I like to have my friends on Twitter so I can shoot them @ messages but as soon as the number of people I follow goes above around 100 the signal to noise ratio turns me off. I don't have the time or the interest to read all of that to find couple of good tweets. I'm a light Twitter user due to this; I assume creating lists can help.
If only there were any other ways of messaging people on the internet
So? Why do you even need the Internet? You could just SMS them? or why do you even need SMS? Why not just send them snail mail letters or see them in person?

There are certain pros and cons -- differeing levels of convenience being one of them -- of every communications medium and your response completely ignores that.
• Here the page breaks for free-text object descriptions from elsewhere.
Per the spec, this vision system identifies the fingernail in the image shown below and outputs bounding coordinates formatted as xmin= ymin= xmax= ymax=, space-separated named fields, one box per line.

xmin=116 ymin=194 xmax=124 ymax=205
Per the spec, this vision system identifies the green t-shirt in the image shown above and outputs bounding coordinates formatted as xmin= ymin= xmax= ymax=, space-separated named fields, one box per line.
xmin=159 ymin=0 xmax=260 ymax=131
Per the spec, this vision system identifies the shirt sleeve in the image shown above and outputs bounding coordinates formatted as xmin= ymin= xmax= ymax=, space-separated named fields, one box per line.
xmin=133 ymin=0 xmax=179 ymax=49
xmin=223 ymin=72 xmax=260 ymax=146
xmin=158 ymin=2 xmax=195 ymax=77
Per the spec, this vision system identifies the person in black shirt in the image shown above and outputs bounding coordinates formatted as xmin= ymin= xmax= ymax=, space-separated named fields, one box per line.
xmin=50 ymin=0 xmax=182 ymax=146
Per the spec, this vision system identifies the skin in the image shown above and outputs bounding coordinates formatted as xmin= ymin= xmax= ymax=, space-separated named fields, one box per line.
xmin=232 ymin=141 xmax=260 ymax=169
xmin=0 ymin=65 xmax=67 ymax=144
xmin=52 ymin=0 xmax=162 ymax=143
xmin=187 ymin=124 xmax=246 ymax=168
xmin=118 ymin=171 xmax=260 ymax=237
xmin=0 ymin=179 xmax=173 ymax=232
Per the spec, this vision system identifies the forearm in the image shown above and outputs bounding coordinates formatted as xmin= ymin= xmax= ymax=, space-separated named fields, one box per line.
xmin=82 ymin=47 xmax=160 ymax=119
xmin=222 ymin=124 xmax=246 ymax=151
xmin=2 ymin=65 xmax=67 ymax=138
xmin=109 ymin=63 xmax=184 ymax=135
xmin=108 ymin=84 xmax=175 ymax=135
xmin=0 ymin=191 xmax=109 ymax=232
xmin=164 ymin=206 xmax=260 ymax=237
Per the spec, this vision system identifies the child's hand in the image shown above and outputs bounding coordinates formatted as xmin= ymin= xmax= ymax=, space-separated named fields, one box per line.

He's referring to Facebook-- there's a feature where you can still be friends with someone and not see anything (or just some things) they post. It's good for obsessive Farmville/Words with Friends types to hide that activity.
He refers to Facebook, but he mentions he wishes Twitter were like this, hence the question what utility would this have for Twitter.
Same as Facebook--maintain the relationship but reduce the noise. You can only DM with followers for example.
Technically, you can only DM people who follow you. Whether you follow them is irrelevant.

Twitter is a pub sub model, it doesn't really make sense to want to sub but not sub. Twitter follows aren't like friendships at all, they're a "I want to see your content" marker.

Yes but the fact that they are publicly visible makes them serve a secondary purpose.